I would suggest to update the installation instructions to reflect the limitations of the package (e.g. julia v1.1.1). Also, I would remove the installation instructions from the readme to avoid duplication).

Finally, it would be neat if this tool was hosted somewhere, perhaps NaPiRE's web site?

I recommend both Available and Reusable badges.

[michaelrath-work]

Evaluation

The submission aims for Available and Resuable.

Available

The artifact can be access via link on figshare.

Notes: none

Reusable

• The artifact can be used following the authors' instructions.
• Further, it is documented, both in readme/instructurions, and source code.
• Additionally, the chosen artifact structure is fine.

Notes: The vague terms recent-ish linux/julia etc need to be more specific (e.g. it only works with julia version 1.1.1). Therefore, please update these requirements.

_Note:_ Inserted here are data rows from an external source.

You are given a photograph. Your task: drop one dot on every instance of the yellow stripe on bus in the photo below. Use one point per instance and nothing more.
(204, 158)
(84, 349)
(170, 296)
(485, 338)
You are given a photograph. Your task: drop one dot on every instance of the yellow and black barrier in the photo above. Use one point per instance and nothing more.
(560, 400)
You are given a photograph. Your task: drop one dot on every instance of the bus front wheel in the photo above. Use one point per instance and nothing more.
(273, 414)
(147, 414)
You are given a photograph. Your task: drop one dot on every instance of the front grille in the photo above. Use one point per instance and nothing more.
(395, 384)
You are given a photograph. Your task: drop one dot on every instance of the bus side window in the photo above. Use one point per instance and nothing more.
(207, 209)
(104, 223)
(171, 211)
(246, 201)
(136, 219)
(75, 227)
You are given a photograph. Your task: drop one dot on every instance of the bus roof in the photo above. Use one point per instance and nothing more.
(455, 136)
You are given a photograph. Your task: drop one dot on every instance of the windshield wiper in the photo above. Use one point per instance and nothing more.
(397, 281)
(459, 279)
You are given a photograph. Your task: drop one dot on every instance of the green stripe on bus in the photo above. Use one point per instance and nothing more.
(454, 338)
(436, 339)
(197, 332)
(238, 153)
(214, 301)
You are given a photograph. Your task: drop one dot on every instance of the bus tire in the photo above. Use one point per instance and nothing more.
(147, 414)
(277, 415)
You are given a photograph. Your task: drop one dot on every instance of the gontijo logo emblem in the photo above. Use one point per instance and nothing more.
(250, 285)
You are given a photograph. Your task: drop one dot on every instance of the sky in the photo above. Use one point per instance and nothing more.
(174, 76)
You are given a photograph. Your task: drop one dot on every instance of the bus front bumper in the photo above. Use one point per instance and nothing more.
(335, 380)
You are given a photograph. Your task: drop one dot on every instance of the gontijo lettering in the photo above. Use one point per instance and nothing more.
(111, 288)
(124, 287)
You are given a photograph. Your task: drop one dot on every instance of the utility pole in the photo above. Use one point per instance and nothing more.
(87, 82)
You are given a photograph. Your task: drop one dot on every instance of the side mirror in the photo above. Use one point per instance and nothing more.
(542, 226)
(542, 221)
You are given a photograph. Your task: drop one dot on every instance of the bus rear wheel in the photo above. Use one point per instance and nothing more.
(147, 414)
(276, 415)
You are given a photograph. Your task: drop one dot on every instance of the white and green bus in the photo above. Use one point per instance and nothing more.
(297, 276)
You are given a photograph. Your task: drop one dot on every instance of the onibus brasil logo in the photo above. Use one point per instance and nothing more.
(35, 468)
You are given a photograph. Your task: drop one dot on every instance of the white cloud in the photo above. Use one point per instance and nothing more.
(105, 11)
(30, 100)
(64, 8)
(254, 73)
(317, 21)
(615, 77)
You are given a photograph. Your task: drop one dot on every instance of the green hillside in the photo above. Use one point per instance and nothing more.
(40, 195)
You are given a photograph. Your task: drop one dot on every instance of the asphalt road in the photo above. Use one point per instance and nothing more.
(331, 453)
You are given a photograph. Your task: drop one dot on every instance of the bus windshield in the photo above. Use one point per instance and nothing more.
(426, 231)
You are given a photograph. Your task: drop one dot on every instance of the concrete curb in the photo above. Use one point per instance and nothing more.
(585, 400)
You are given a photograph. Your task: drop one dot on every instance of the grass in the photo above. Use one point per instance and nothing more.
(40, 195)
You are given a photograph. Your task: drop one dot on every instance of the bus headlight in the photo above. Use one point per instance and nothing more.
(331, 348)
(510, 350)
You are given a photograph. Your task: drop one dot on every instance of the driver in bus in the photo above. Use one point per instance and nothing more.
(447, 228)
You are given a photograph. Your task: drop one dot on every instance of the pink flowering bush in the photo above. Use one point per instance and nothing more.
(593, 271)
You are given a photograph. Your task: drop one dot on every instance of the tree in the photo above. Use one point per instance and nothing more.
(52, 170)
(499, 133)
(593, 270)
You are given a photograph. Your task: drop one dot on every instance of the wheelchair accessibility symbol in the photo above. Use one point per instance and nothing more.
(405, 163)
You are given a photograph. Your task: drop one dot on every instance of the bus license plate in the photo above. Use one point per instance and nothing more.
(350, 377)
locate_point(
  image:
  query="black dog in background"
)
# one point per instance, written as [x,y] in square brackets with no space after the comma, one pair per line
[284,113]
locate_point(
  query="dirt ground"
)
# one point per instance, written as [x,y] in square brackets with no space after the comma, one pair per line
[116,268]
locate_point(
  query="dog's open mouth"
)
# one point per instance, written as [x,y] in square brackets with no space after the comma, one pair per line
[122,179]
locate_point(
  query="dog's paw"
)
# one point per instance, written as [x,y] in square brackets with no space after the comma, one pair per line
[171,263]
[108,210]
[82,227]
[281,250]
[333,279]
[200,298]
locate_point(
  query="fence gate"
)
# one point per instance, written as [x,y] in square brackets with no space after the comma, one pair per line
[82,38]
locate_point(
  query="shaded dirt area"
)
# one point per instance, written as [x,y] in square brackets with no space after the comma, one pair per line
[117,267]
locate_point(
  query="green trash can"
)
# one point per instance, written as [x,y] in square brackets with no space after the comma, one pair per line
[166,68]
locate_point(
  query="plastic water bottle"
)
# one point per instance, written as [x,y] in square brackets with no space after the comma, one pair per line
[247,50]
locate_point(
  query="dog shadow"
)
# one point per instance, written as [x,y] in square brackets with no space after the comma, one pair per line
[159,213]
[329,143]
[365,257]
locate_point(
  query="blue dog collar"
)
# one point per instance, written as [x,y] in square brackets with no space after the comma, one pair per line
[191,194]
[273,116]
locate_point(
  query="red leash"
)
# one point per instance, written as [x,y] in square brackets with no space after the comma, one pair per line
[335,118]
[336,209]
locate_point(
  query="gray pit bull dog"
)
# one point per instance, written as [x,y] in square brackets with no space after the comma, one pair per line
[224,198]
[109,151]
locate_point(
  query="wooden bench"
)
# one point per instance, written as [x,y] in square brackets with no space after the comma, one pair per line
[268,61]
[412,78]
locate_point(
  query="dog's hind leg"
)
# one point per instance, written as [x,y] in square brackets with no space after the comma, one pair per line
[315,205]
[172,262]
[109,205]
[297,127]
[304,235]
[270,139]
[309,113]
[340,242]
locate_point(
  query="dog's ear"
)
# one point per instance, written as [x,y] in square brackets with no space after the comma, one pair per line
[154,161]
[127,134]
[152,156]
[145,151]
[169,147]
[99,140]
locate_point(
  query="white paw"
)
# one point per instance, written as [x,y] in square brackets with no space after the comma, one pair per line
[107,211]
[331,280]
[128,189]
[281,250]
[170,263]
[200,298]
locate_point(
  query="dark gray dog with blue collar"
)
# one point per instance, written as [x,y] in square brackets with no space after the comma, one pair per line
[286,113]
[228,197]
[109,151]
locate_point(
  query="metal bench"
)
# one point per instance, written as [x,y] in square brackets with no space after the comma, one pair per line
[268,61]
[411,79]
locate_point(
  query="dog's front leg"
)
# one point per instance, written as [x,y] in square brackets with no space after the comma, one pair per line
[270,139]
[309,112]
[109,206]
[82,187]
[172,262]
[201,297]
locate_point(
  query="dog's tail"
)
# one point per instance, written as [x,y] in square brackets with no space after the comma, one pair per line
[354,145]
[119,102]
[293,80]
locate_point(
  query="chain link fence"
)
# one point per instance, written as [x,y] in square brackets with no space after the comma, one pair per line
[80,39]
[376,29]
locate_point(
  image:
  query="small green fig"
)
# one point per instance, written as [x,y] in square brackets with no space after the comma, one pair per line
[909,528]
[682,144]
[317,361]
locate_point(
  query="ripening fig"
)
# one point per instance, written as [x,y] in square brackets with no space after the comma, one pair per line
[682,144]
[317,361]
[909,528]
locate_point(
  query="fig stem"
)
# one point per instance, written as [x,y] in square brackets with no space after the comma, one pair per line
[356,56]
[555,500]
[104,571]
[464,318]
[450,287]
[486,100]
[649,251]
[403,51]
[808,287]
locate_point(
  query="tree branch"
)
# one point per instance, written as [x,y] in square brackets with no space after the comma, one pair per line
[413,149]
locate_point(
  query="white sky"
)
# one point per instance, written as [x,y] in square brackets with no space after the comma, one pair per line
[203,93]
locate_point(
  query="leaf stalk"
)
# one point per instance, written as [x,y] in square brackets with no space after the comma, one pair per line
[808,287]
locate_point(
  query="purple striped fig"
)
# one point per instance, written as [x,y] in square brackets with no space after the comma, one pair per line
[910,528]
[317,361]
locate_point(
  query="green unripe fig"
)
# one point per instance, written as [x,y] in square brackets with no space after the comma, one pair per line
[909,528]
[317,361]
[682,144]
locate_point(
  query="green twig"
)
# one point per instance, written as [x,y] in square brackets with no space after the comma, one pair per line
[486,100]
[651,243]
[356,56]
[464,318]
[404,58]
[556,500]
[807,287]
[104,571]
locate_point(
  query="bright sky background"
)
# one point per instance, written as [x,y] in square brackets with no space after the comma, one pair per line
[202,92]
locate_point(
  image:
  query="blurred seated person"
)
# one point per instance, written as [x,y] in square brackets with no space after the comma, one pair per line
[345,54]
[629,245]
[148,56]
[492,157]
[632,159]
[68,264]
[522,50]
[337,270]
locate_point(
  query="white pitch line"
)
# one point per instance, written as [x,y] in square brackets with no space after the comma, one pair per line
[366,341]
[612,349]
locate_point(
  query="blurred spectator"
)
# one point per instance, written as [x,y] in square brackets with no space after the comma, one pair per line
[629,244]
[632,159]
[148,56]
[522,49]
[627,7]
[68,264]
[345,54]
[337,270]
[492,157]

IMHO: At best, a docker setup with appropriate Dockerfile would be perfect and simplify usage.

Result

I recommend both Available and Reusable badges.

[fabianodalp]

Thank you all for the good discussion and for the changes. We will award both badges here: available and reusable. @andivogelsang @fwiesweg please fix the last round of minor comments and I think we are good to go. Also, make sure your camera-ready paper points to the DOI that makes the badge available.

[fwiesweg]

I just updated the artifact on figshare, reflecting the suggestions. In addition, I included a pre-compiled version of the userweb interface, since compiling Angular applications without experience in the Javascript ecosystem can sometimes become a day's work.

As for the Dockerfile, I'll keep that in mind for the next time. It's definitely a very good idea for research artifacts!

Concerning hosting, the calculations can easily become very resource intensive (details are in the paper), and the backend has not been tested extensively for security issues. So while possible in the future, it requires some more thought to do so in a safe and affordable way.

Thank you all very much for your feedback!